ORIGINAL RESEARCH
Annie Koempel, PhD, RD; Madeline Byrd, MEd; Andrea Anderson, MD, MEd, FAAFP; Anam Siddiqi, MPH; Melissa K. Filippi, PhD, MPH
Corresponding Author: Annie Koempel, PhD, RD; American Board of Family Medicine.
Email: akoempel@theabfm.org
DOI: 10.3122/jabfm.2025.250391R3
Keywords: Family Medicine, Family Physicians, Labor Unions, Primary Health Care, Qualitative Research, Workforce
Dates: Submitted: 10-07-2025; Revised: 12-03-2025; 01-06-2026; 01-23-2026; Accepted: 02-09-2026
Status: In Press.
INTRODUCTION: Physician unionization efforts are gaining momentum in the United States; 33 of the 77 healthcare union petitions filed since 2000 were submitted between 2023 and 2024. While popular discourse and medical literature often conflate unionization with strikes or wage demands, physicians cite different motivations—primarily declining autonomy, deteriorating working conditions, and concerns about patient care quality. Little is known about union motivations specific to family medicine. This article describes family physician thoughts on unionization efforts.
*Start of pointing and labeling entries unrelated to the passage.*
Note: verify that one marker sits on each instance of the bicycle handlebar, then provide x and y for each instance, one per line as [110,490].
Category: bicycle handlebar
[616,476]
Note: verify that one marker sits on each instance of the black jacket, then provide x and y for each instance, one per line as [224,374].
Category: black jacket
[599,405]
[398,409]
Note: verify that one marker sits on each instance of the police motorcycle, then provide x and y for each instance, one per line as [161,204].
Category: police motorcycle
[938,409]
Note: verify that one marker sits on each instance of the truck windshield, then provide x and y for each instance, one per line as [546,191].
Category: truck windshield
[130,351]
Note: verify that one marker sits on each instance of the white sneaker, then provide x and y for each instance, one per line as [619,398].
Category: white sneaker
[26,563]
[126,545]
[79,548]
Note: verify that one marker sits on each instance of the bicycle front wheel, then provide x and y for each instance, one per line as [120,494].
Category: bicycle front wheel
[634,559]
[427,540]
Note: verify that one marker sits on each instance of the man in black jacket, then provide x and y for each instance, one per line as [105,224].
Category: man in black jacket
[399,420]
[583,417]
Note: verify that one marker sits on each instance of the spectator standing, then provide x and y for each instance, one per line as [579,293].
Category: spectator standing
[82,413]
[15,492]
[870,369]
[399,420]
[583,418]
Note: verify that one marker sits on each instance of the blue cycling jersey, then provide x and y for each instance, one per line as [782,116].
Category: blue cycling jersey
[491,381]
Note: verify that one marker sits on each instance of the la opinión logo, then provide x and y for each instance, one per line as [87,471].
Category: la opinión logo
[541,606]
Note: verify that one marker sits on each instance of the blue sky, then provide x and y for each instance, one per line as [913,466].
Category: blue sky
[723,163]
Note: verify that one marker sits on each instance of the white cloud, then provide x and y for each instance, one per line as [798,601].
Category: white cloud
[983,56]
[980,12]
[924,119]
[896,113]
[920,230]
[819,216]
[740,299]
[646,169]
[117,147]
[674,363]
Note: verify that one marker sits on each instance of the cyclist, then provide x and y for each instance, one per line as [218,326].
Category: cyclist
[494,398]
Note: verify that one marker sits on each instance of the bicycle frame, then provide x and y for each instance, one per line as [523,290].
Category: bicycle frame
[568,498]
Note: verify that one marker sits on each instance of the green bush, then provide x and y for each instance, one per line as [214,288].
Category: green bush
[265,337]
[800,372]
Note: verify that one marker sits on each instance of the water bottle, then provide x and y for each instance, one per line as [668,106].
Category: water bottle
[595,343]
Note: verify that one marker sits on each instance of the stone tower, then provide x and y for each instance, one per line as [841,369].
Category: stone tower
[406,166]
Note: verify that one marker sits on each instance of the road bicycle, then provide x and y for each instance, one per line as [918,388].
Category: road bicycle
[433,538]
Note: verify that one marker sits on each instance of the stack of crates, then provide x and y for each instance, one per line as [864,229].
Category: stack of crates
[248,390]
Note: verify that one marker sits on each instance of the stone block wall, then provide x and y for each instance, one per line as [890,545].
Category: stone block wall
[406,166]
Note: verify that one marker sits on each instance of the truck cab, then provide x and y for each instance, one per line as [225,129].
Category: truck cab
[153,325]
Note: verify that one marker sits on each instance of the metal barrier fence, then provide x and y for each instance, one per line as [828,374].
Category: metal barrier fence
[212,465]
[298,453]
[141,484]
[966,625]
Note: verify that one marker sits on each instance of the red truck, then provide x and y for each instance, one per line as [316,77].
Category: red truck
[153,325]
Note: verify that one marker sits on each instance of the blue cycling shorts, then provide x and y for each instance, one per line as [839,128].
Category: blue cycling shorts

METHODS: We recruited family physicians who completed the ABFM Continuing Certification Questionnaire in 2024 to participate in in-depth, semi-structured interviews. A trained qualitative researcher used Zoom to interview 27 demographically diverse physicians. All interviews were transcribed verbatim and analyzed utilizing NVivo software following an inductive content analysis approach.
RESULTS: Physicians who favored unionization saw unions as venues for community and collaboration as much as advocacy. They stressed the need for organized, collective action to counter administrators and systems with significantly more organization and power than healthcare workers. Physicians who did not favor unionization felt physicians could advocate as individuals or groups to enact changes within their clinic or healthcare system. They viewed unions as adding time commitments, paperwork, and bureaucracy.
CONCLUSION: Results suggest that regardless of family physician favorability of unionization, there is a strong belief that the United States healthcare system needs significant improvement. While unions may provide one avenue for improving scheduling and payment structures, family physicians articulated alternatives, such as individual leadership and group advocacy at the clinic-level, that may work better in some settings.